Re: [PATCH] i386 rw_semaphores fix

From: H. Peter Anvin (hpa@zytor.com)
Date: Wed Apr 11 2001 - 13:05:31 EST


Followup to: <Pine.LNX.4.31.0104101750320.15069-100000@penguin.transmeta.com>
By author: Linus Torvalds <torvalds@transmeta.com>
In newsgroup: linux.dev.kernel
>
> Note that the "fixup" approach is not necessarily very painful at all,
> from a performance standpoint (either on 386 or on newer CPU's). It's not
> really that hard to just replace the instruction in the "undefined
> instruction" handler by having strict rules about how to use the "xadd"
> instruction.
>
> For example, you would not actually fix up the xadd to be a function call
> to something that emulates "xadd" itself on a 386. You would fix up the
> whole sequence of "inline down_write()" with a simple call to an
> out-of-line "i386_down_write()" function.
>
> Note that down_write() on an old 386 is likely to be complicated enough
> that you want to do it out-of-line anyway, so the code-path you take
> (afetr the first time you've trapped on that particular location) would be
> the one you would take for an optimized 386 kernel anyway. And similarly,
> the restrictions you place on non-386-code to make it fixable are simple
> enough that it probably shouldn't make a difference for performance on
> modern chips.
>

This reminds me a lot of how FPU emulation was done on 16-bit x86
CPUs, which didn't have the #EM trap on FPU instructions. Each FPU
instruction would actually be assembled as CD + <FPU insn>, except
that the first byte of the FPU insn had its top bits modified. Of
course the CD is the first byte of the INT instruction, so it would
dispatch to a very small set of interrupt vectors based on the first
byte of the FPU instruction; in case there really was an FPU it would
patch in <FPU insn>+NOP, otherwise it would patch in CALL <FPU
emulation routine> if you were running in a small-code model, or just
emulate it in a large-code model (since the far CALL wouldn't fit.)

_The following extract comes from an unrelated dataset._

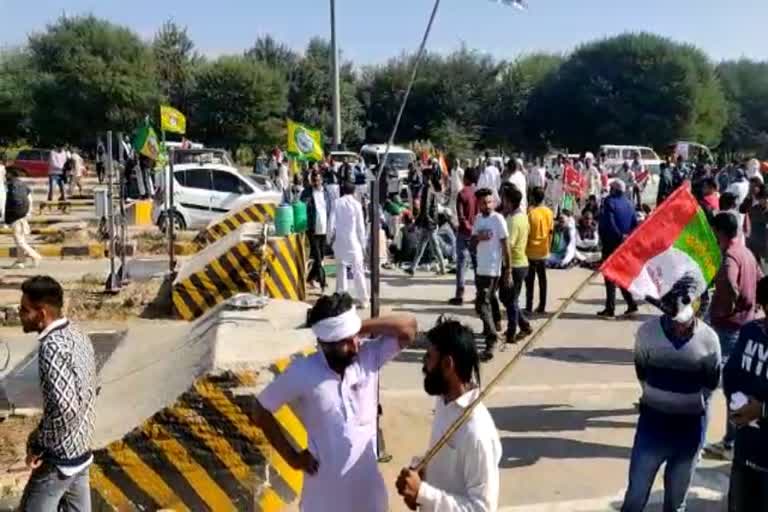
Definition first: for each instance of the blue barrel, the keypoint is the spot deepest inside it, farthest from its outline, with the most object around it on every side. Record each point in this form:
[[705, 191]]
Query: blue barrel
[[299, 217], [284, 220]]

This is a very nice way to deal with this, since your performance
impact is virtually nil in either case, since you're only taking the
trap once per call site. A little bit of icache footprint, that's
all.

Now, if you're compiling for 486+ anyway, you would of course not add
the extra padding, and skip the trap handler.

        -hpa

-- 
<hpa@transmeta.com> at work, <hpa@zytor.com> in private!
"Unix gives you enough rope to shoot yourself in the foot."